Because Iceland’s population is very homogenous, (mainly tall, blond, and blue-eyed), and 80% are members of the Lutheran church, they lack the fracture lines of race and religion that so divide the United States. With most people related by blood or marriage, and a population smaller than any state in the U.S., things like mask mandates and Covid vaccines are not contentious. In fact, 85% of Icelandic residence over the age of 16 are vaccinated. The day before our departure, we stopped in a grocery store and found everyone masked up for the first time on our trip. When I inquired with a checker, she explained that Covid case numbers were on the rise, and a nationwide mask mandate was scheduled for midnight. Yet, here were people complying even before that deadline!
Things They Can’t Control or Could Improve Upon: This is a short list because we were, after all, starry-eyed tourists.
Iceland is all about glaciers with their waterfalls, and dramatic fjords with their sinuous beaches. But climate change is shrinking the iconic glaciers which cover 10% of the landmass at a rate only exceeded at the poles. In addition to losing a key source of fresh water, the current weight of the glaciers acts to suppress volcanic and seismic activity. As for the beaches, despite their remoteness, some act as catchalls for the world’s plastic. One beach we walked north of Reykjavik was littered with a confetti of tiny plastic pieces along with tangles of fishnets and other debris. At the water’s edge, a pair of female king eider ducks taught their fluffy chicks how to forage, doubtlessly ingesting plastic in the process.

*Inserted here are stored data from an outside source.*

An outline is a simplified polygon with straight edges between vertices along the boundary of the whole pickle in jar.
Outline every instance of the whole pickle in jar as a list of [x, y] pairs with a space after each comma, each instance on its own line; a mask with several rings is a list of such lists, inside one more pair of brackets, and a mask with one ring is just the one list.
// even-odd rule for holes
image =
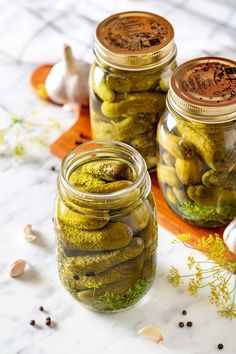
[[236, 189], [236, 172], [209, 170], [202, 176], [202, 183], [209, 188]]
[[119, 249], [105, 253], [91, 253], [89, 255], [66, 257], [63, 256], [65, 267], [74, 274], [85, 275], [92, 272], [98, 274], [139, 256], [144, 248], [144, 242], [140, 237], [134, 237], [131, 242]]
[[111, 284], [126, 278], [133, 278], [140, 271], [143, 266], [143, 255], [139, 255], [129, 261], [123, 262], [121, 264], [112, 267], [105, 272], [91, 276], [81, 276], [78, 280], [80, 287], [86, 288], [100, 288], [104, 285]]
[[93, 129], [96, 131], [96, 139], [129, 142], [138, 134], [146, 133], [151, 129], [155, 130], [155, 126], [148, 120], [136, 120], [134, 116], [130, 116], [118, 121], [112, 119], [109, 122], [93, 122]]
[[96, 178], [89, 173], [81, 172], [79, 168], [77, 168], [71, 173], [69, 177], [69, 182], [73, 187], [76, 188], [82, 186], [90, 188], [99, 185], [106, 185], [105, 181], [102, 181], [101, 179]]
[[122, 221], [131, 227], [134, 233], [143, 230], [149, 221], [149, 210], [145, 203], [139, 204], [128, 215], [122, 217]]
[[163, 126], [158, 127], [158, 142], [177, 159], [189, 160], [195, 156], [195, 148], [191, 142], [166, 132]]
[[116, 93], [108, 87], [104, 74], [96, 65], [91, 68], [90, 84], [93, 91], [102, 101], [113, 102], [116, 100]]
[[192, 185], [201, 183], [201, 166], [200, 161], [196, 157], [190, 160], [176, 159], [175, 171], [183, 184]]
[[99, 193], [99, 194], [106, 194], [106, 193], [113, 193], [119, 191], [121, 189], [130, 187], [132, 185], [131, 181], [120, 180], [115, 182], [109, 182], [102, 185], [94, 185], [94, 186], [82, 186], [79, 187], [81, 191], [89, 192], [89, 193]]
[[138, 75], [134, 74], [125, 76], [124, 73], [123, 75], [106, 75], [107, 86], [111, 90], [121, 93], [153, 90], [158, 86], [159, 80], [159, 75], [141, 75], [140, 72], [138, 73]]
[[178, 131], [184, 139], [192, 143], [203, 161], [213, 170], [225, 168], [224, 144], [216, 142], [209, 134], [184, 124], [178, 124]]
[[207, 188], [204, 185], [189, 186], [187, 194], [191, 200], [199, 204], [217, 205], [236, 203], [236, 191]]
[[162, 184], [168, 184], [170, 187], [181, 187], [182, 183], [180, 182], [174, 167], [159, 165], [157, 171], [158, 179]]
[[97, 230], [103, 228], [108, 224], [110, 217], [108, 214], [103, 213], [101, 217], [99, 215], [91, 215], [85, 210], [77, 210], [77, 212], [71, 210], [61, 200], [58, 200], [57, 218], [59, 225], [68, 225], [78, 227], [86, 230]]
[[122, 223], [109, 223], [98, 230], [83, 230], [61, 225], [60, 238], [65, 248], [82, 251], [105, 251], [127, 246], [133, 236], [132, 229]]
[[161, 92], [127, 94], [121, 101], [104, 101], [101, 105], [102, 113], [111, 118], [138, 113], [161, 113], [164, 108], [165, 94]]
[[[140, 275], [137, 274], [132, 278], [126, 278], [98, 289], [95, 288], [79, 291], [77, 293], [77, 298], [83, 303], [98, 308], [99, 310], [113, 310], [113, 308], [110, 308], [111, 305], [109, 306], [104, 300], [101, 301], [101, 296], [103, 294], [112, 294], [113, 296], [124, 294], [135, 286], [139, 277]], [[126, 307], [125, 305], [122, 306], [122, 304], [120, 306], [121, 308]]]
[[82, 165], [80, 171], [106, 182], [133, 180], [133, 172], [129, 165], [120, 161], [92, 161]]

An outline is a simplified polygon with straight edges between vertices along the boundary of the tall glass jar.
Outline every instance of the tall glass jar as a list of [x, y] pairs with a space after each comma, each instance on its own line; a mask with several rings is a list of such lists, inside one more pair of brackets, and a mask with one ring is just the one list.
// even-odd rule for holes
[[158, 177], [171, 209], [216, 227], [236, 216], [236, 62], [206, 57], [173, 73], [157, 139]]
[[176, 67], [171, 24], [147, 12], [125, 12], [99, 24], [90, 72], [94, 139], [123, 141], [156, 167], [156, 127]]
[[142, 156], [115, 141], [92, 141], [63, 160], [55, 205], [63, 286], [96, 311], [141, 299], [156, 269], [157, 211]]

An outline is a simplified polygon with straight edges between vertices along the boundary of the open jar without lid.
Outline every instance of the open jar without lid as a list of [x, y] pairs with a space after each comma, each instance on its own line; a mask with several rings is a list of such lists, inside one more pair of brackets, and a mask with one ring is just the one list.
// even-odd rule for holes
[[114, 141], [92, 141], [63, 160], [55, 204], [63, 286], [96, 311], [134, 305], [156, 268], [157, 214], [141, 155]]
[[94, 139], [136, 148], [148, 169], [156, 166], [156, 127], [176, 67], [171, 24], [148, 12], [124, 12], [99, 24], [90, 73]]
[[158, 178], [186, 221], [227, 224], [236, 215], [236, 62], [193, 59], [173, 73], [158, 125]]

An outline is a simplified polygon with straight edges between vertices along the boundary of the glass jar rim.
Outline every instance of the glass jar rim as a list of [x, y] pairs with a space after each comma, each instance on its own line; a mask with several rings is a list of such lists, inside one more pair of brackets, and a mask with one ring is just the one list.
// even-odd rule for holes
[[[90, 158], [95, 157], [91, 156], [91, 154], [94, 155], [95, 153], [104, 153], [103, 157], [118, 157], [119, 152], [122, 152], [124, 157], [126, 155], [127, 158], [130, 158], [135, 164], [137, 178], [130, 186], [127, 186], [115, 192], [99, 194], [81, 191], [69, 183], [67, 173], [68, 170], [72, 167], [72, 165], [75, 165], [75, 163], [79, 164], [79, 161], [89, 162], [89, 155]], [[115, 140], [91, 140], [89, 142], [76, 146], [71, 151], [69, 151], [69, 153], [62, 160], [60, 175], [58, 177], [59, 185], [62, 186], [62, 188], [66, 190], [70, 195], [73, 195], [73, 197], [75, 197], [76, 199], [83, 200], [83, 202], [101, 204], [103, 202], [106, 202], [108, 199], [109, 201], [120, 200], [122, 203], [122, 198], [125, 199], [128, 194], [140, 188], [147, 180], [149, 182], [149, 188], [146, 188], [146, 194], [150, 192], [151, 182], [150, 176], [147, 172], [145, 160], [140, 155], [140, 153], [133, 147], [127, 145], [126, 143], [122, 143]], [[138, 198], [141, 198], [141, 195], [139, 195]]]

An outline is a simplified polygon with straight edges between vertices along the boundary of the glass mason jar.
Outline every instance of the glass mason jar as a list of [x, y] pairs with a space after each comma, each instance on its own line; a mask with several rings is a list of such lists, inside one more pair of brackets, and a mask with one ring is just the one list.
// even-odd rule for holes
[[125, 12], [99, 24], [90, 72], [93, 139], [123, 141], [156, 167], [156, 128], [176, 67], [171, 24], [147, 12]]
[[236, 216], [236, 62], [198, 58], [173, 73], [157, 139], [158, 177], [171, 209], [217, 227]]
[[63, 286], [96, 311], [141, 299], [156, 269], [157, 211], [142, 156], [115, 141], [92, 141], [62, 161], [55, 204]]

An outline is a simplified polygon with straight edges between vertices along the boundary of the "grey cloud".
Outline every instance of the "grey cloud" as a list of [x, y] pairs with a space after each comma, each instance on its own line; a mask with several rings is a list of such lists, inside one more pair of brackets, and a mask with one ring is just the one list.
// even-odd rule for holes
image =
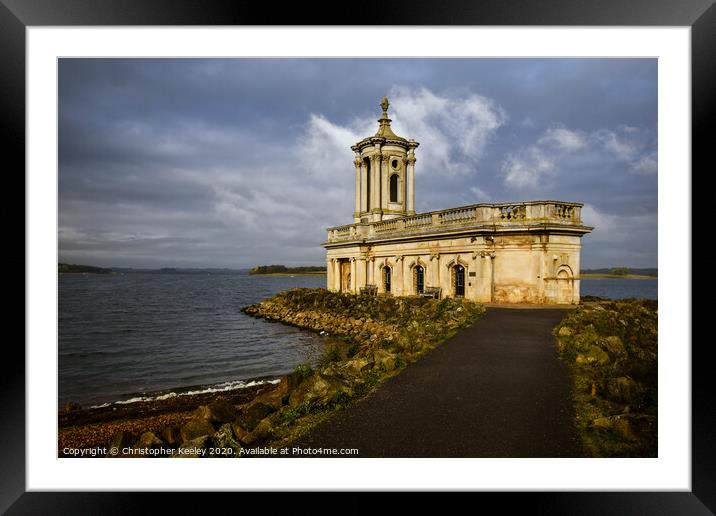
[[[377, 103], [392, 92], [396, 127], [423, 140], [418, 209], [582, 201], [613, 228], [585, 237], [584, 266], [653, 266], [656, 85], [653, 59], [63, 59], [60, 256], [321, 264], [325, 227], [351, 220], [348, 146], [374, 132]], [[448, 116], [408, 109], [435, 99]], [[484, 109], [470, 118], [471, 106]], [[590, 145], [555, 146], [557, 133], [540, 143], [555, 128]], [[554, 171], [530, 188], [506, 184], [506, 160], [531, 147]], [[630, 238], [615, 220], [629, 221]]]

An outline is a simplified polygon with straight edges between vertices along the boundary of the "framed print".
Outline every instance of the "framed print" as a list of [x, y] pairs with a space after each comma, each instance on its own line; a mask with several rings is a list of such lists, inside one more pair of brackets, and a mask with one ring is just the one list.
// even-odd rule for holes
[[713, 510], [690, 237], [712, 2], [398, 2], [351, 26], [2, 2], [27, 203], [3, 511], [386, 490]]

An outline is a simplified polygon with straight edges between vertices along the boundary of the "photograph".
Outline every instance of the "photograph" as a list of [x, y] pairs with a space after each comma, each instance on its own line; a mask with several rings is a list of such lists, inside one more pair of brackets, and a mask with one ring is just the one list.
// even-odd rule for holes
[[655, 57], [60, 57], [57, 455], [658, 458]]
[[714, 0], [505, 1], [0, 0], [26, 203], [0, 513], [716, 507]]

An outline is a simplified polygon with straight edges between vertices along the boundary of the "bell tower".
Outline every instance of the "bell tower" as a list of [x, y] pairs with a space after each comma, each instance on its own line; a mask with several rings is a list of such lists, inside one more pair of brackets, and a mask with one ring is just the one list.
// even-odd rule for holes
[[388, 117], [387, 97], [380, 102], [378, 132], [351, 147], [355, 152], [356, 223], [415, 214], [415, 140], [396, 135]]

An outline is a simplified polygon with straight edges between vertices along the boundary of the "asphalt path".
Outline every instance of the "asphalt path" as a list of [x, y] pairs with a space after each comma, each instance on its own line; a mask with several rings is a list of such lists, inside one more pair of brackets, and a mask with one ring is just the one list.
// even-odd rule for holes
[[564, 309], [495, 308], [293, 446], [359, 457], [582, 457], [554, 328]]

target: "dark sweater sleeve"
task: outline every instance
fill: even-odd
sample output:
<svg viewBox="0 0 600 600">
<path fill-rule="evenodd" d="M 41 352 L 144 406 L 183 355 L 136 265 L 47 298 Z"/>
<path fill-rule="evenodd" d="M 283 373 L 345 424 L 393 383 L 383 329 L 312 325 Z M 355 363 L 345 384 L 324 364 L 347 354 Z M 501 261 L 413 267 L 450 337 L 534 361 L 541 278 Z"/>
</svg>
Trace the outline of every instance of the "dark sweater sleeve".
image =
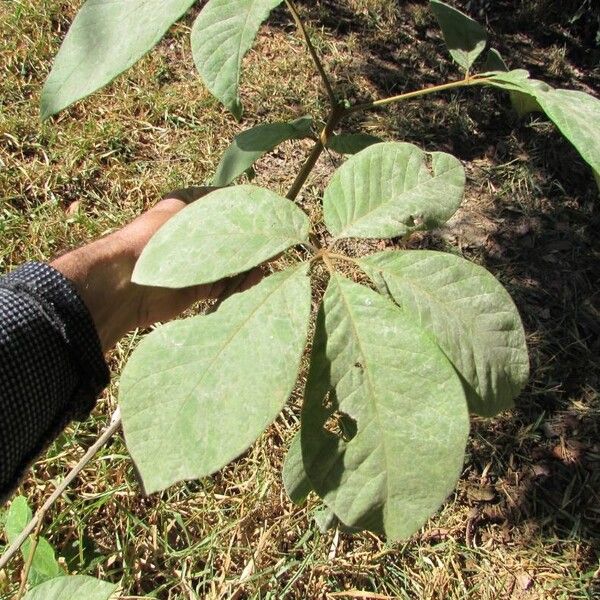
<svg viewBox="0 0 600 600">
<path fill-rule="evenodd" d="M 43 263 L 0 277 L 0 499 L 109 381 L 91 315 Z"/>
</svg>

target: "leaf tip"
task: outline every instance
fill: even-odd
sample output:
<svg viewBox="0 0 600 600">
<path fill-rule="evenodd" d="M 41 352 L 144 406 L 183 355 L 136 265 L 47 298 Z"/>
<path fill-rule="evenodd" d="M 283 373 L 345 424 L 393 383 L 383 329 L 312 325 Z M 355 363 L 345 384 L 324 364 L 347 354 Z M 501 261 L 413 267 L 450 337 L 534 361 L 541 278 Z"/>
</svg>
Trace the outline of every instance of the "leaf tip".
<svg viewBox="0 0 600 600">
<path fill-rule="evenodd" d="M 45 88 L 42 90 L 42 96 L 40 98 L 40 120 L 46 121 L 52 115 L 55 115 L 60 111 L 60 107 L 57 107 L 54 103 L 54 99 Z"/>
<path fill-rule="evenodd" d="M 244 107 L 242 105 L 242 102 L 239 98 L 236 98 L 232 103 L 231 106 L 229 107 L 229 110 L 231 110 L 231 114 L 238 120 L 241 121 L 242 120 L 242 116 L 244 115 Z"/>
</svg>

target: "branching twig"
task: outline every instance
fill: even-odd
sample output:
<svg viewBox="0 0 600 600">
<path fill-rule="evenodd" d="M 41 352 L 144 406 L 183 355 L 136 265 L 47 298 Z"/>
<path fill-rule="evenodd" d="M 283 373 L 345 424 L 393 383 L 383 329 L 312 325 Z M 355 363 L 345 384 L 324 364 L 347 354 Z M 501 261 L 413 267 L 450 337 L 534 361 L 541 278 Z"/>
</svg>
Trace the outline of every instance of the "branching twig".
<svg viewBox="0 0 600 600">
<path fill-rule="evenodd" d="M 0 558 L 0 569 L 3 569 L 10 559 L 18 552 L 19 548 L 23 545 L 29 534 L 39 527 L 42 519 L 46 512 L 52 507 L 52 505 L 58 500 L 63 494 L 67 487 L 73 482 L 73 480 L 81 473 L 85 466 L 90 462 L 93 456 L 106 444 L 106 442 L 113 436 L 115 431 L 121 425 L 121 409 L 117 407 L 110 419 L 110 425 L 102 432 L 102 435 L 88 448 L 87 452 L 83 455 L 81 460 L 71 469 L 69 474 L 60 482 L 59 486 L 54 490 L 52 495 L 44 502 L 44 505 L 35 513 L 31 521 L 26 525 L 25 529 L 21 531 L 15 541 L 8 547 L 6 552 Z"/>
<path fill-rule="evenodd" d="M 310 175 L 310 172 L 313 170 L 313 167 L 315 166 L 317 160 L 319 160 L 319 157 L 321 156 L 321 153 L 325 149 L 325 145 L 331 137 L 333 130 L 339 123 L 340 119 L 344 116 L 345 112 L 346 109 L 344 109 L 340 105 L 334 106 L 331 110 L 329 120 L 323 128 L 323 131 L 321 131 L 318 141 L 313 146 L 313 149 L 308 155 L 308 158 L 306 159 L 306 161 L 302 165 L 302 168 L 300 169 L 300 172 L 296 176 L 294 183 L 292 183 L 292 187 L 290 187 L 290 190 L 287 193 L 287 198 L 289 200 L 295 200 L 296 196 L 298 195 L 298 192 L 302 189 L 302 186 L 304 185 L 305 181 Z"/>
<path fill-rule="evenodd" d="M 310 40 L 308 31 L 306 31 L 306 27 L 304 26 L 304 23 L 302 22 L 302 19 L 300 18 L 300 13 L 298 13 L 298 9 L 296 8 L 296 5 L 294 4 L 294 0 L 285 0 L 285 3 L 287 4 L 287 7 L 289 8 L 290 12 L 292 13 L 292 17 L 296 23 L 296 26 L 298 27 L 300 33 L 302 33 L 302 35 L 306 41 L 306 45 L 308 46 L 308 51 L 310 52 L 313 62 L 315 63 L 315 66 L 317 67 L 317 71 L 319 71 L 319 75 L 321 76 L 321 79 L 323 80 L 323 85 L 325 86 L 325 90 L 327 91 L 329 100 L 331 101 L 332 106 L 335 106 L 337 104 L 337 97 L 335 95 L 335 92 L 333 91 L 333 86 L 331 85 L 331 81 L 329 81 L 329 77 L 327 76 L 327 73 L 325 72 L 325 69 L 323 67 L 323 64 L 321 63 L 321 59 L 319 58 L 319 55 L 317 54 L 317 51 L 315 50 L 315 47 L 313 46 L 313 43 Z"/>
</svg>

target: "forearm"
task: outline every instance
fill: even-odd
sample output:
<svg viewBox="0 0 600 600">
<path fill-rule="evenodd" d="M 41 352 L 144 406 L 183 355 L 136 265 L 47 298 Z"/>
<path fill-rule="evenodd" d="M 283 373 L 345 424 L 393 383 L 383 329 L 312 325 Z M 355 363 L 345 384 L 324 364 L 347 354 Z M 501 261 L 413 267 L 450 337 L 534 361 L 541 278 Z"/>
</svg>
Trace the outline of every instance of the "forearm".
<svg viewBox="0 0 600 600">
<path fill-rule="evenodd" d="M 89 312 L 48 265 L 0 278 L 0 496 L 73 418 L 85 418 L 109 373 Z"/>
<path fill-rule="evenodd" d="M 131 282 L 152 235 L 207 191 L 178 191 L 51 266 L 31 263 L 0 278 L 0 497 L 69 420 L 89 414 L 109 380 L 104 352 L 136 327 L 223 293 L 225 282 L 177 290 Z M 236 285 L 259 278 L 251 272 Z"/>
<path fill-rule="evenodd" d="M 85 302 L 104 351 L 136 327 L 170 320 L 195 300 L 217 298 L 221 293 L 222 283 L 172 290 L 131 282 L 144 246 L 185 205 L 176 198 L 162 200 L 123 229 L 51 263 L 73 283 Z"/>
<path fill-rule="evenodd" d="M 51 263 L 77 290 L 90 312 L 104 352 L 135 323 L 131 273 L 136 257 L 116 234 L 69 252 Z"/>
</svg>

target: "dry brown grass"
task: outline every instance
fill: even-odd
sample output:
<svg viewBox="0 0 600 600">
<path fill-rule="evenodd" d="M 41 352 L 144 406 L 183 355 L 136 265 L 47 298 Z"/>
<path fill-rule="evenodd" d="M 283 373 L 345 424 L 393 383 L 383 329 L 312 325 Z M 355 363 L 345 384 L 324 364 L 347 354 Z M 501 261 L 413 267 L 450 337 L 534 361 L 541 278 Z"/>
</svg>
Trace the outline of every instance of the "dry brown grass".
<svg viewBox="0 0 600 600">
<path fill-rule="evenodd" d="M 556 85 L 598 89 L 598 53 L 587 25 L 558 18 L 559 3 L 518 4 L 496 2 L 488 14 L 494 43 L 511 66 Z M 457 74 L 422 2 L 322 0 L 302 10 L 348 98 Z M 194 74 L 190 16 L 127 75 L 42 125 L 39 92 L 75 4 L 19 0 L 3 2 L 0 11 L 2 270 L 48 259 L 120 226 L 171 188 L 207 180 L 241 127 L 325 114 L 319 80 L 278 10 L 246 60 L 242 125 Z M 456 493 L 403 544 L 388 546 L 371 534 L 321 534 L 316 500 L 295 507 L 281 484 L 301 376 L 289 406 L 253 448 L 201 482 L 144 498 L 116 438 L 47 515 L 44 535 L 66 569 L 120 582 L 124 598 L 600 594 L 600 220 L 587 167 L 551 126 L 517 121 L 491 92 L 431 97 L 357 117 L 348 127 L 463 160 L 469 183 L 460 213 L 410 245 L 486 265 L 509 288 L 526 324 L 531 382 L 514 411 L 473 420 Z M 278 149 L 257 165 L 256 182 L 285 190 L 305 152 L 305 144 Z M 336 164 L 325 156 L 299 198 L 315 219 Z M 137 339 L 112 354 L 115 381 L 92 418 L 70 427 L 22 484 L 34 507 L 106 424 L 118 373 Z M 19 568 L 15 561 L 0 574 L 0 598 L 14 592 Z"/>
</svg>

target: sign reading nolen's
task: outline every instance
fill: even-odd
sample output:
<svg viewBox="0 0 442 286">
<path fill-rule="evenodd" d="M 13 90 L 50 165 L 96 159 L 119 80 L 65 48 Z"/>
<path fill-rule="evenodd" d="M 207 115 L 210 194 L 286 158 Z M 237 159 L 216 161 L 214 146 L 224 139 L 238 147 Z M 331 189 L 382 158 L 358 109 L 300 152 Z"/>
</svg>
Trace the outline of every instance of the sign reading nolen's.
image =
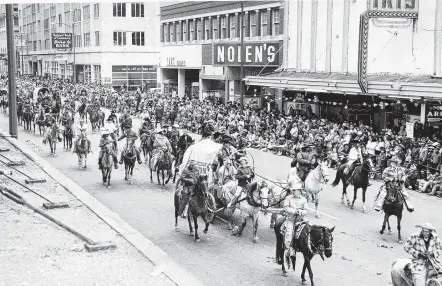
<svg viewBox="0 0 442 286">
<path fill-rule="evenodd" d="M 240 43 L 219 43 L 213 45 L 214 66 L 235 66 L 243 61 L 245 66 L 278 66 L 279 43 L 244 43 L 241 59 Z"/>
<path fill-rule="evenodd" d="M 52 33 L 52 48 L 72 49 L 72 33 Z"/>
</svg>

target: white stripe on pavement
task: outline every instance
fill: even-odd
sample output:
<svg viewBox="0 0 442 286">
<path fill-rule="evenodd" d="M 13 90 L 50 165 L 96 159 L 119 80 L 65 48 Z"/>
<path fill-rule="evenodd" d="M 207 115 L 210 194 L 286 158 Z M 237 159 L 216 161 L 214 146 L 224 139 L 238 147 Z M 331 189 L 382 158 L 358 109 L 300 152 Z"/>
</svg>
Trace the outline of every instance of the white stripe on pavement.
<svg viewBox="0 0 442 286">
<path fill-rule="evenodd" d="M 311 211 L 316 211 L 316 210 L 314 210 L 314 209 L 312 209 L 312 208 L 309 208 L 309 207 L 307 207 L 307 209 L 309 209 L 309 210 L 311 210 Z M 324 216 L 329 217 L 329 218 L 332 218 L 332 219 L 334 219 L 334 220 L 340 220 L 339 218 L 334 217 L 334 216 L 329 215 L 329 214 L 326 214 L 326 213 L 322 213 L 322 212 L 318 212 L 318 213 L 319 213 L 320 215 L 324 215 Z"/>
</svg>

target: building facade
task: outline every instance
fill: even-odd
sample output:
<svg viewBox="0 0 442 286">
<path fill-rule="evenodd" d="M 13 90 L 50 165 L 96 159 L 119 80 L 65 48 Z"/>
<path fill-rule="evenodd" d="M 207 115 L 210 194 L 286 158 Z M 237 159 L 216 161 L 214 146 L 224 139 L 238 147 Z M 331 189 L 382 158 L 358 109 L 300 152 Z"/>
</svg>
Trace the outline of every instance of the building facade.
<svg viewBox="0 0 442 286">
<path fill-rule="evenodd" d="M 151 2 L 23 4 L 20 32 L 28 40 L 24 72 L 129 89 L 155 88 L 158 14 L 159 5 Z"/>
<path fill-rule="evenodd" d="M 246 79 L 282 89 L 285 112 L 310 106 L 322 118 L 345 113 L 382 129 L 428 123 L 442 109 L 441 0 L 285 5 L 284 69 Z"/>
<path fill-rule="evenodd" d="M 243 11 L 244 74 L 275 70 L 283 56 L 283 2 L 245 1 Z M 164 93 L 239 100 L 240 16 L 241 4 L 235 1 L 192 1 L 161 7 L 160 80 Z M 247 94 L 253 98 L 256 91 L 251 89 Z"/>
<path fill-rule="evenodd" d="M 18 5 L 14 4 L 12 7 L 13 14 L 13 31 L 14 31 L 14 45 L 16 46 L 16 64 L 17 71 L 20 71 L 20 52 L 23 49 L 25 43 L 19 33 L 19 19 L 18 19 Z M 7 68 L 7 45 L 6 45 L 6 5 L 0 5 L 0 74 L 6 74 Z"/>
</svg>

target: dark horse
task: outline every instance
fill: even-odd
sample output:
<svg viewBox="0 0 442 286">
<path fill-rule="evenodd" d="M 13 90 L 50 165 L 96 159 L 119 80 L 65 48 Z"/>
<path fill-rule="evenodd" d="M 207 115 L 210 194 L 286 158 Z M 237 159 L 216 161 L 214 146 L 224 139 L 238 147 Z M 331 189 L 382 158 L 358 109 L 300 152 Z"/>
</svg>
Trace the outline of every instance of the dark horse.
<svg viewBox="0 0 442 286">
<path fill-rule="evenodd" d="M 125 170 L 124 180 L 129 181 L 130 183 L 134 173 L 135 162 L 137 161 L 137 152 L 135 151 L 135 146 L 133 144 L 129 145 L 124 151 L 123 160 Z"/>
<path fill-rule="evenodd" d="M 72 123 L 69 121 L 68 123 L 64 124 L 64 130 L 63 130 L 63 147 L 66 150 L 72 149 L 72 138 L 74 137 L 74 130 L 72 129 Z"/>
<path fill-rule="evenodd" d="M 159 185 L 167 185 L 167 183 L 169 183 L 170 178 L 172 177 L 172 160 L 169 159 L 169 156 L 167 156 L 168 154 L 166 152 L 164 152 L 163 150 L 158 150 L 158 153 L 156 154 L 157 156 L 157 181 Z M 153 164 L 153 160 L 150 160 L 150 181 L 153 182 L 153 178 L 152 178 L 152 173 L 153 173 L 153 169 L 154 166 L 152 166 Z M 164 171 L 167 172 L 167 180 L 166 182 L 164 182 Z M 162 184 L 160 183 L 160 172 L 162 175 Z"/>
<path fill-rule="evenodd" d="M 397 231 L 399 243 L 402 242 L 401 237 L 401 220 L 402 211 L 404 210 L 404 198 L 401 193 L 401 186 L 397 183 L 390 183 L 389 186 L 384 186 L 387 190 L 382 210 L 384 211 L 384 222 L 382 224 L 381 234 L 384 234 L 385 225 L 388 225 L 388 232 L 391 233 L 390 216 L 397 217 Z"/>
<path fill-rule="evenodd" d="M 105 146 L 103 157 L 101 157 L 101 173 L 103 175 L 103 184 L 110 188 L 110 180 L 114 159 L 112 157 L 113 144 L 109 143 Z"/>
<path fill-rule="evenodd" d="M 80 114 L 80 119 L 85 119 L 87 123 L 86 103 L 83 102 L 80 107 L 78 107 L 78 113 Z"/>
<path fill-rule="evenodd" d="M 25 122 L 25 130 L 31 132 L 32 130 L 32 123 L 34 122 L 34 112 L 32 112 L 31 107 L 27 106 L 23 112 L 23 120 Z"/>
<path fill-rule="evenodd" d="M 173 180 L 172 180 L 172 182 L 174 182 L 174 183 L 175 183 L 175 179 L 176 179 L 176 174 L 179 171 L 179 167 L 183 163 L 184 153 L 186 152 L 187 148 L 189 148 L 189 146 L 192 144 L 193 144 L 193 141 L 192 142 L 186 141 L 186 143 L 183 146 L 181 146 L 181 148 L 177 147 L 175 166 L 174 166 L 175 172 L 173 174 Z"/>
<path fill-rule="evenodd" d="M 144 133 L 140 136 L 141 140 L 141 149 L 143 150 L 144 163 L 149 163 L 152 159 L 152 151 L 153 151 L 153 142 L 154 142 L 155 134 L 152 133 Z"/>
<path fill-rule="evenodd" d="M 342 179 L 342 197 L 341 201 L 344 204 L 345 199 L 347 199 L 347 204 L 349 207 L 354 209 L 356 197 L 358 194 L 358 189 L 362 188 L 362 203 L 363 203 L 363 211 L 364 213 L 367 213 L 367 207 L 365 205 L 365 193 L 367 192 L 368 187 L 368 177 L 371 171 L 371 168 L 373 166 L 371 160 L 369 158 L 364 158 L 362 161 L 362 165 L 357 166 L 354 169 L 353 179 L 351 182 L 348 182 L 348 175 L 344 174 L 346 165 L 339 166 L 338 170 L 336 171 L 336 178 L 332 183 L 333 187 L 336 187 L 339 184 L 339 181 Z M 350 204 L 350 200 L 347 197 L 347 186 L 349 184 L 353 184 L 354 187 L 354 194 L 353 194 L 353 202 Z"/>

And, despite an extensive geothermal system to heat homes and businesses, along with nascent carbon sequestration efforts, Iceland emits more carbon per capita than any other European country. Like Alaskans, Icelanders like to drive big, gas-powered cars and trucks. This may be justified given their harsh winters and gravel roads beyond the paved tourist routes, but it does little to reduce a carbon footprint of 11.8 tons per person (which sounds paltry compared to Alaska’s 47 tons per person). Additionally, they maintain a robust fishing industry and accommodate ever more flights to disgorge tourists and serve as a stopover for intercontinental trips.
Speaking of tourists - tourism threatens to overwhelm Iceland. In 2019, Iceland hosted two million visitors - akin to doubling the number of tourists visiting the Kenai Peninsula each summer. (I shudder to imagine the Homer Spit accommodating that uptick.) The influx is both the life-blood of local businesses and a nightmare when it comes to accommodations, traffic, and parking. In addition to the crush of crowds at key attractions, tourists boost the carbon footprint of Iceland due to the cars, busses, and boats required to get around, as well as the shipments of goods to feed and maintain them.
Our flight home took us over Greenland once again, though it was obscured by clouds. Those clouds, we later learned, were part of an atmospheric low pressure trapping warm water over the island. The following day, Greenland experienced a massive ice melt, with enough flow pouring into the ocean to cover the state of Florida with two inches of water.
We came home to the first blush of fireweed and a garden cornucopia of strawberries, broccoli, and green beans. After our return, on a morning walk with the dogs, we stopped at a point overlooking Kachemak Bay and the glaciers beyond and agreed that there’s nowhere we’d rather live. Every country has its charms and challenges, but we will remain here, helping where we can, and enjoying all Alaska has to offer.